In the leadership contest, the demands for a full, frank, open, wide, honest discussion will mean nothing if any candidate is willing to participate in comfort zone analysis. Conclusions that Labour only lost because of Tory lies or a right wing press are not just wrong, they completely miss the point. Even were they true (and let me stress again, they are not), they do nothing to help Labour win in 2020. The party will still face the same opposition and the same media.

The electorate too will not be dramatically different in five years’ time. And that is an important point to make, because at the root of the ‘Tory lie machine’ delusion is a belief that the voters let down Labour, and not the other way around.

This type of pathetic bubble-wrapped post-mortem is what allows the “lazy Labour” defeat narrative to take hold. The “lazy Labour” term was invented after the election by an Ipsos-MORI pollster to describe those who told polling companies that they were supporting Labour, but did not vote. It is an attempt to explain why the opinion polls were wrong, not why the Conservatives won – yet some believe it should be a basis on which Labour’s electoral strategy for the next five years is built.

Even Ed Miliband is said to buy into it. The New Statesman’s George Eaton recently reported that “Miliband is said to have emphasised that his party lost due to the failure of millions of notional supporters to turn out.”

It is depressing if Miliband has been pushing this line to his parliamentary colleagues, but not altogether surprising. Watching on television, his resignation speech on the morning of May 8th came across badly, and paled in comparison to Nick Clegg’s that same morning. Miliband accepted responsibility, and acknowledged that the voters had spoken, but made no attempt to show he knew what they had said.

However, someone who had been in the room for the speech told me they had found it emotional and powerful. There lies one of Miliband’s greatest weaknesses as leader – he too often spoke to the party, and not the country. At times, it seemed as though he was not sure what the difference was.

Miliband’s faith, on which Labour’s election plan was founded, that there is a progressive majority in this country has been shown up as misplaced. Pointing to the rise of the Greens or the SNP does nothing to change this: were every voter gained by those two parties since 2010 to have voted Labour instead, the party would still have been second in the popular vote.

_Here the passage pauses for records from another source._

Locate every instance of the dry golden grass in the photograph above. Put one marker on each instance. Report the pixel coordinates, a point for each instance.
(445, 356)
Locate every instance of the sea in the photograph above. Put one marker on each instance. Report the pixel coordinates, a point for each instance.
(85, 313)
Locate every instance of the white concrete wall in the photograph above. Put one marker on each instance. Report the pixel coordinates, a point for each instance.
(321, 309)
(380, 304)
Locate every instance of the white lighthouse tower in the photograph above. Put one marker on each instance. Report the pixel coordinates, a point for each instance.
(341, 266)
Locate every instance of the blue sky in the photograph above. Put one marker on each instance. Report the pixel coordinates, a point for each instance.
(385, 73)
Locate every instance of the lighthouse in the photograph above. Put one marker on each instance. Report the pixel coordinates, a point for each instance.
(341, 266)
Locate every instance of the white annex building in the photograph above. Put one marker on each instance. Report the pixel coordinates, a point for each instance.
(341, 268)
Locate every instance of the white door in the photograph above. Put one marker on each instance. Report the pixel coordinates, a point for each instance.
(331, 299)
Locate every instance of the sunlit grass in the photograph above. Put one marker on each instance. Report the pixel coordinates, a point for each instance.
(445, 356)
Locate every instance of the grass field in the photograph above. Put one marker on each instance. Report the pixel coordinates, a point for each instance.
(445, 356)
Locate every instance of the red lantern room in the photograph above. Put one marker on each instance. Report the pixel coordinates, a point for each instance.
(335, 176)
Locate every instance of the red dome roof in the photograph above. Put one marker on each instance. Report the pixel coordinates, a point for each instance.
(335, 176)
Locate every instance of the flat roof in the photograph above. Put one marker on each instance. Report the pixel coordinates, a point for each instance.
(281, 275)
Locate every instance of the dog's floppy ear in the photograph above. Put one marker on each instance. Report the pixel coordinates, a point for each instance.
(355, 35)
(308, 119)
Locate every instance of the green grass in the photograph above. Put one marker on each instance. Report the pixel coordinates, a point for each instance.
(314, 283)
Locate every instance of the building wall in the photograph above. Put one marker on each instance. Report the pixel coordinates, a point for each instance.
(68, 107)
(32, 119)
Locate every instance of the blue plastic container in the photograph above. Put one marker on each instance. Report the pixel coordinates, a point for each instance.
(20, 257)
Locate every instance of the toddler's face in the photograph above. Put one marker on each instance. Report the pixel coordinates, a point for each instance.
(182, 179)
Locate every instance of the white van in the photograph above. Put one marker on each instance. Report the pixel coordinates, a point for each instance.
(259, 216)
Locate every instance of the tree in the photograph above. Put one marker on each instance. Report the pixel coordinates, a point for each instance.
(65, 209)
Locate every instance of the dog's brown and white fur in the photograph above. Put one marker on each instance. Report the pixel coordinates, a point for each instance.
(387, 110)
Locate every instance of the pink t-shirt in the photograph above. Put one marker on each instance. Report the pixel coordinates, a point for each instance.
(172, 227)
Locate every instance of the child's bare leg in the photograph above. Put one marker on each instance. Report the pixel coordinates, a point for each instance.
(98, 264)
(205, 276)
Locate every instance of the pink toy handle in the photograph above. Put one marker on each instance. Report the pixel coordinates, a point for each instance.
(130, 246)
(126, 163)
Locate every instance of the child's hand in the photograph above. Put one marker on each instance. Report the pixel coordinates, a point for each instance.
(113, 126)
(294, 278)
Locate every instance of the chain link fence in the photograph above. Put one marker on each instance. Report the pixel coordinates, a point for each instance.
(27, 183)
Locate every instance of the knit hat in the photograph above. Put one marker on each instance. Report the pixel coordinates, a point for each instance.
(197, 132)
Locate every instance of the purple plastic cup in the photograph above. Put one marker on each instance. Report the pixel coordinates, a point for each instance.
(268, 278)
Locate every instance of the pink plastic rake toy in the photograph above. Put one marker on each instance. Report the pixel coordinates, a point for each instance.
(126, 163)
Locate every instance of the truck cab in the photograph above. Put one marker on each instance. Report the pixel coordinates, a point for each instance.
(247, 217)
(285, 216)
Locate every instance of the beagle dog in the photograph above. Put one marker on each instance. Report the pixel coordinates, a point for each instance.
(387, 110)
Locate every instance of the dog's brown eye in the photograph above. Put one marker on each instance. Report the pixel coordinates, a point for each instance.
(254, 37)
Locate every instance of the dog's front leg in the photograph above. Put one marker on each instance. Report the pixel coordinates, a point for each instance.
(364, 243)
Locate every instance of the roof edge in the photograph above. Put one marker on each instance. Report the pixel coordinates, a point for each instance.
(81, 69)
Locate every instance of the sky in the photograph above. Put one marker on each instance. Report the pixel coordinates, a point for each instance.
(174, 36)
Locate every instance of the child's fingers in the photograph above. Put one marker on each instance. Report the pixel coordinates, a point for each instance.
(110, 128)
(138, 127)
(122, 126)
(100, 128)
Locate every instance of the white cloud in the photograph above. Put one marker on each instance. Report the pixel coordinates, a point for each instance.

Any plan for 2020 that does not have at its heart a primary focus on winning over Tory voters is a blueprint for a third successive defeat. While simply trying to build an ‘anti-Tory coalition’ may have been convincing in a landscape that suggested the Conservatives were no longer able to win majorities, we know now that that is not the case.

Some things remain as true as they always were. Non-voters tend not to vote. Protest voters do not vote for parties who want to govern. And, perhaps most importantly, Tory votes count double – every vote you take off your main rival brings you closer to their tally than one won from a smaller party.

In a democracy, you cannot choose your opponents, your press, or your electorate. If your guide to election victory is based on changing any of these three components, or a misunderstanding of what they are, then you will lose.